Greg Galitzine, Editor of Internet Telephony Magazine takes on John Dvorak's recent (1/24/05) negative comments on VoIP ("The Problem with VoIP Phones"). Once again Dvorak takes a pessimistic view on the state of VoIP. In his November 2004 "What's Holding Back VoIP?" he also attacks VoIP and makes a ridiculous claim:

If you wonder why DSL services have often deteriorated, it is because good DSL invites VoIP. Bad DSL, on the contrary, keeps it at bay. This, to me, explains the fact that cable modems have continued to hold and even gain in market share.

Uhhh, so the DSL providers are intentionally degrading their data DSL connections because they are afraid of cannibalizing their voice revenue? That's ridiculous. Not to mention most DSL providers are INCREASING their DSL speeds lately to keep up with cable providers increasing their bandwidth.

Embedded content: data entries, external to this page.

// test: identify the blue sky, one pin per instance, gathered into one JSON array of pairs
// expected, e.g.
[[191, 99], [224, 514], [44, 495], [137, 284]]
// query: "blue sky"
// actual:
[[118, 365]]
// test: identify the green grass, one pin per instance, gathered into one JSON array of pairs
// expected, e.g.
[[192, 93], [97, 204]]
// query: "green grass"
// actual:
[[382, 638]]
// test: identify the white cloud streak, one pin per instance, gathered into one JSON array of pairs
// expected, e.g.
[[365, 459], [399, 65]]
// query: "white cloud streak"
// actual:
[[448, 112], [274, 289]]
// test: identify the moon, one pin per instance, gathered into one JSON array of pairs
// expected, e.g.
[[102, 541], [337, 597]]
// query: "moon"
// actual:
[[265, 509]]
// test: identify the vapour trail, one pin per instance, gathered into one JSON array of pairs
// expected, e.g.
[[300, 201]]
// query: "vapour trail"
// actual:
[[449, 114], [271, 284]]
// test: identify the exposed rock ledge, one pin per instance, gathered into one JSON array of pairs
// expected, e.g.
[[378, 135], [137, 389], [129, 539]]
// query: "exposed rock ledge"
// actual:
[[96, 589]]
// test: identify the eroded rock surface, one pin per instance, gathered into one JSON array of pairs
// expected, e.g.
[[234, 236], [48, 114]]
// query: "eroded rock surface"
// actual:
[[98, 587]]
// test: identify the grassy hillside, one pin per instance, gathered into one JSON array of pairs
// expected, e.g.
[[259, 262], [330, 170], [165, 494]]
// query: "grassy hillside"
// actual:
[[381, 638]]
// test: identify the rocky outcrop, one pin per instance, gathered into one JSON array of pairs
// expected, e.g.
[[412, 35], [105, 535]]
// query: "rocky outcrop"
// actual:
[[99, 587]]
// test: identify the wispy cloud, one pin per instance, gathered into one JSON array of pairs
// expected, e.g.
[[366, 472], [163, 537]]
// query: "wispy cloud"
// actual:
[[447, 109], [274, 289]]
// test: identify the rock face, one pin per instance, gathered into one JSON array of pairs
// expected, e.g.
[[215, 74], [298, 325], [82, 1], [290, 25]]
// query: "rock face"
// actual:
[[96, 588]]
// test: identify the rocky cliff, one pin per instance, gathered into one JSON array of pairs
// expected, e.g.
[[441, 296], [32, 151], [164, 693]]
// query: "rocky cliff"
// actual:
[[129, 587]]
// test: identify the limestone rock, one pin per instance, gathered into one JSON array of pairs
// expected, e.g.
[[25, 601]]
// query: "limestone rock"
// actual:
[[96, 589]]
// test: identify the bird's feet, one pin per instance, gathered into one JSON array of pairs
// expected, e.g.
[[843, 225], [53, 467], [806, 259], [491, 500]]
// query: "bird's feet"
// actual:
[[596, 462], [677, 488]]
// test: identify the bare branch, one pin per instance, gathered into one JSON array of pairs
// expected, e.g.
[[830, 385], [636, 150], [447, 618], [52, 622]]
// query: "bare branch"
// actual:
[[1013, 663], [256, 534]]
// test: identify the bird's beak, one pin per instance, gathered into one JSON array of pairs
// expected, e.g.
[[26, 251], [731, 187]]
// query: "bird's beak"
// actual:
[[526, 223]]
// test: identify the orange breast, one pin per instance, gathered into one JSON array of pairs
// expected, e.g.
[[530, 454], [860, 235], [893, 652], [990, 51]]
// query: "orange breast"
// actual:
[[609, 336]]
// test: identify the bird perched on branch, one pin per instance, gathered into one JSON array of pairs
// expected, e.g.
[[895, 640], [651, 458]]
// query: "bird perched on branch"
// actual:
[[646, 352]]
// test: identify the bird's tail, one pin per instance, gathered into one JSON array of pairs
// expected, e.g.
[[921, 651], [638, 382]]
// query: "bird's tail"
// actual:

The funny thing is that two years ago Dvorak posted a POSITIVE article on VoIP in 2003 titled "Free Phone Calls". In this article he mentions that he used a Cisco ATA-186 in a hotel on the road using Vonage and how he could make and receive phone calls anywhere in the world for free. Let me pull a few interesting quotes:

1) "I made a few calls. Perfect. In fact, the line was cleaner than the one I have at home. I could make unlimited calls from the hotel room. And I could receive calls as though I were at home."

Ok, Dvorak two years ago the VoIP calls were perfect and now in 2005 they suck? What gives?

2) "The Vonage IP phone is just the beginning of a revolution in what the telcos call bypass."

Calling VoIP a revolution, ok John, you're getting closer to the truth..

3) "But if I were to forward the call to my Vonage number (which is local), then forward the Vonage number to the Washington number, I'd pay no long-distance charges. The routing possibilities are endless."

Now you're getting it Johnny! The advantages of VoIP go beyond simple voice or cheap voice minutes.

4) "This is the future of telephony, although the telcos would prefer that nothing change."

Glad to see you acknowledge VoIP, but as the expression goes, "The Future is NOW!" VoIP isn't here tomorrow or in the future, it's here now.

Anyway, Dvorak's attacks on VoIP are really getting tiresome in my opinion. As a strong proponent of VoIP I am obviously biased, but c'mon this is just plain common sense. Contact Gartner, Yankee Group or any other credible research firm and they'll tell you the truth - VoIP was here long before the mainstream media finally caught wind of it and it's not a technology to be looked at "down the road" or in the "future".

I have the utmost respect for Dvorak, but either his old age (in technology terms) is making him senile and really crotchety or Dvorak just enjoys sparking controvery where there is none.

Sorry Dvorak, VoIP isn't ready for "primetime" tomorrow, it's been ready for over a year and in some areas of the VoIP industry much much longer than that, i.e. VoIP gateways for inter-office communication, intra-country termination.

Billions of VoIP minutes have been served. Nuf' said.